I'm looking for a regular expression that matches the text between the keywords .if .else .elseif and .endif
Example:
.if CONDITION1
code1
.elseif CONDITION2
code2
.else
code3
.endif
Ideally, the regular expression would just match code1, code2 and code3, but it is ok if it matches the text after the keywords as well (CONDITION1, CONDITION2...).

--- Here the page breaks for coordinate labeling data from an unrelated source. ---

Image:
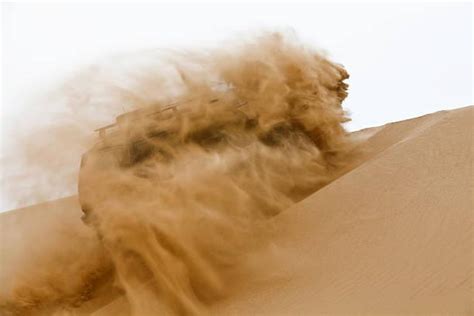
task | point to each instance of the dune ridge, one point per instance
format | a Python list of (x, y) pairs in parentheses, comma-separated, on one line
[(400, 241)]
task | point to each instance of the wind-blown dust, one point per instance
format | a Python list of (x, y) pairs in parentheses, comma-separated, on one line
[(180, 196)]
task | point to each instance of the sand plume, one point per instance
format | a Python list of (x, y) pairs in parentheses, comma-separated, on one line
[(180, 196)]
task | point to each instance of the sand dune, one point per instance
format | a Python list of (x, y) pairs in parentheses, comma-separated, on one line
[(391, 236)]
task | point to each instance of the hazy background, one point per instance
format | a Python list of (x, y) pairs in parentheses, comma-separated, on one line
[(404, 59)]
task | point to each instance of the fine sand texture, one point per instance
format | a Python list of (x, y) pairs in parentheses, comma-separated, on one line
[(392, 236)]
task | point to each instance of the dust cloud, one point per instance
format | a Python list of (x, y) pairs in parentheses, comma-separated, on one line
[(180, 191)]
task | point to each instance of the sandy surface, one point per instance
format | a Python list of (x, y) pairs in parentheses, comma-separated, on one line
[(391, 236)]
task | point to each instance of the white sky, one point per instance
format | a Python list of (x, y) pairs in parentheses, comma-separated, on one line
[(404, 59)]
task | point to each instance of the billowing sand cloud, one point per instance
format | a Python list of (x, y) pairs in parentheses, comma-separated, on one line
[(180, 196), (254, 200)]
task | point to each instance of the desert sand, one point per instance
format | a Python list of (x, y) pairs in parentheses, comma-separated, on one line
[(393, 235)]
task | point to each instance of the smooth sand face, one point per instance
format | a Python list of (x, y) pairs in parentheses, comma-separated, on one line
[(393, 235)]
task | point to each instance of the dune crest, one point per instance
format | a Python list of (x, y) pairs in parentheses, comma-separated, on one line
[(180, 197)]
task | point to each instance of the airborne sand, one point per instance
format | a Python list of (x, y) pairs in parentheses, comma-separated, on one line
[(392, 236)]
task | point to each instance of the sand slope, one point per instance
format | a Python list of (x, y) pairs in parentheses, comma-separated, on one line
[(392, 236)]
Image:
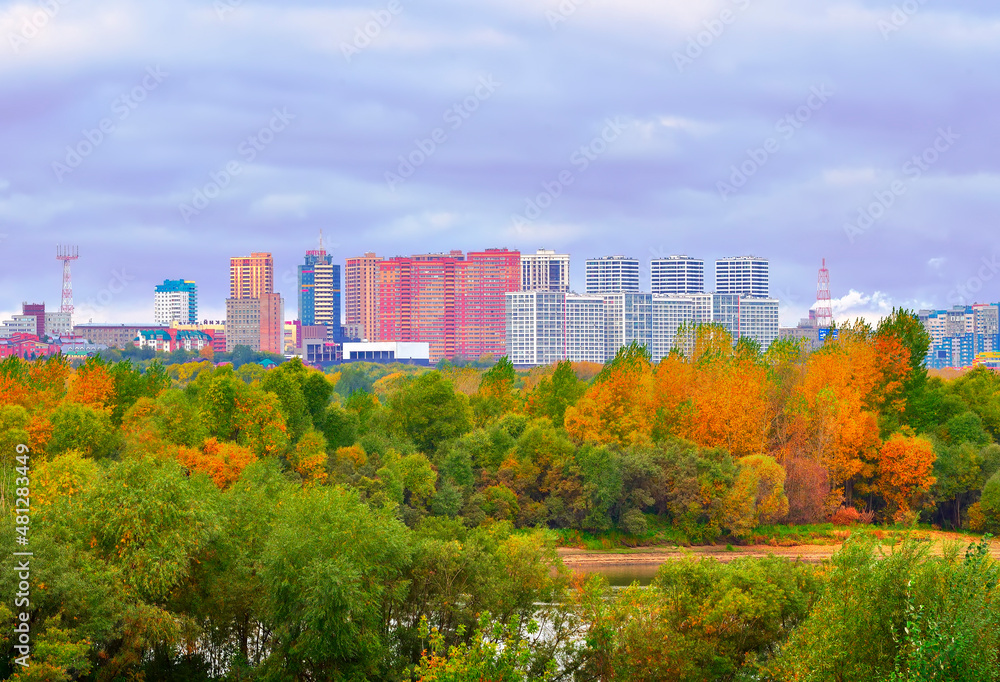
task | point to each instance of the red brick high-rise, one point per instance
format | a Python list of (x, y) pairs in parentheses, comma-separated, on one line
[(453, 302)]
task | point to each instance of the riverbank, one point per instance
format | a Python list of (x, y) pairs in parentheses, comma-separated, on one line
[(589, 560)]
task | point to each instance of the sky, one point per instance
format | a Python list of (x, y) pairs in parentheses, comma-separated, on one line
[(163, 137)]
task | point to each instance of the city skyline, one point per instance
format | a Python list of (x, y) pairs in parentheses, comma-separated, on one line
[(456, 126), (118, 306)]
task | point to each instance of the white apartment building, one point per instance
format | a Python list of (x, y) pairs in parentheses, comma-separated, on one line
[(585, 329), (629, 317), (677, 275), (545, 270), (670, 313), (612, 274), (546, 327), (743, 275)]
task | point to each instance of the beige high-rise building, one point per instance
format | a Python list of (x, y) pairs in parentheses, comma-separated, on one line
[(545, 270), (361, 294), (254, 312)]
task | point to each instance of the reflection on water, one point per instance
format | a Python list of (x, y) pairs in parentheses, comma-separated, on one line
[(621, 575)]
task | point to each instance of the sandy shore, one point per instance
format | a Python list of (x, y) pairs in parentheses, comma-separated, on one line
[(583, 559)]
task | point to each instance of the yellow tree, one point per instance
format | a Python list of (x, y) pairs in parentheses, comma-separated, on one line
[(904, 470), (618, 407)]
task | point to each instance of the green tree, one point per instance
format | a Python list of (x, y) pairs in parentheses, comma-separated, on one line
[(76, 426), (556, 393), (333, 571), (428, 411)]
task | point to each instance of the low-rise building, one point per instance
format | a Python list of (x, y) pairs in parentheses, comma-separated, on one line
[(410, 352)]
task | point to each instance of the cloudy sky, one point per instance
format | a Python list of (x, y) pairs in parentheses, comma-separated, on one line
[(163, 137)]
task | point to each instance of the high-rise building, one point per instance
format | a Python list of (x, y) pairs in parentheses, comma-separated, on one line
[(451, 301), (482, 280), (242, 323), (585, 330), (536, 327), (361, 295), (544, 270), (36, 310), (254, 312), (612, 274), (319, 291), (176, 300), (628, 318), (677, 275), (251, 276), (544, 327), (58, 324), (759, 320), (962, 336), (743, 275), (670, 313)]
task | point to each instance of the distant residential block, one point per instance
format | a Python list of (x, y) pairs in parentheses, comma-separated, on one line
[(743, 275), (176, 300), (612, 274), (677, 275)]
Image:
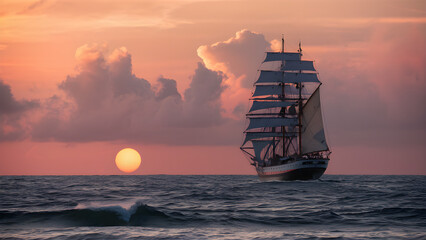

I've tried the following regex:
(?:\.if|\.else)(.*?)(?:\.else|\.endif)
but it misses code2
The regular expression has to work as well when there is no .elseif and/or .else.
CodePudding user response:
Your issue is that you are effectively trying to capture an overlapping match from the if
to the elseif
clause. You can workaround that by making the final group in your regex a lookahead instead.
(?:\.if|\.else(?:if)?)(.*?)(?=\.else|\.endif)
Note in terms of avoiding capturing the conditions (or simplifying post-processing them out), you would need to change the first group of the regex to allow for an optional if
after the .else
. I've made that change above, but it's not strictly necessary to make the regex work as yours currently does.
If the condition only occurs on the same line as the .if
/.elseif
, you can use @CarySwoveland's idea (see comments) to avoid capturing the condition:
(?:\.if|\.else(?:if)?).*\r?\n([\s\S]*?)(?=\.else|\.endif)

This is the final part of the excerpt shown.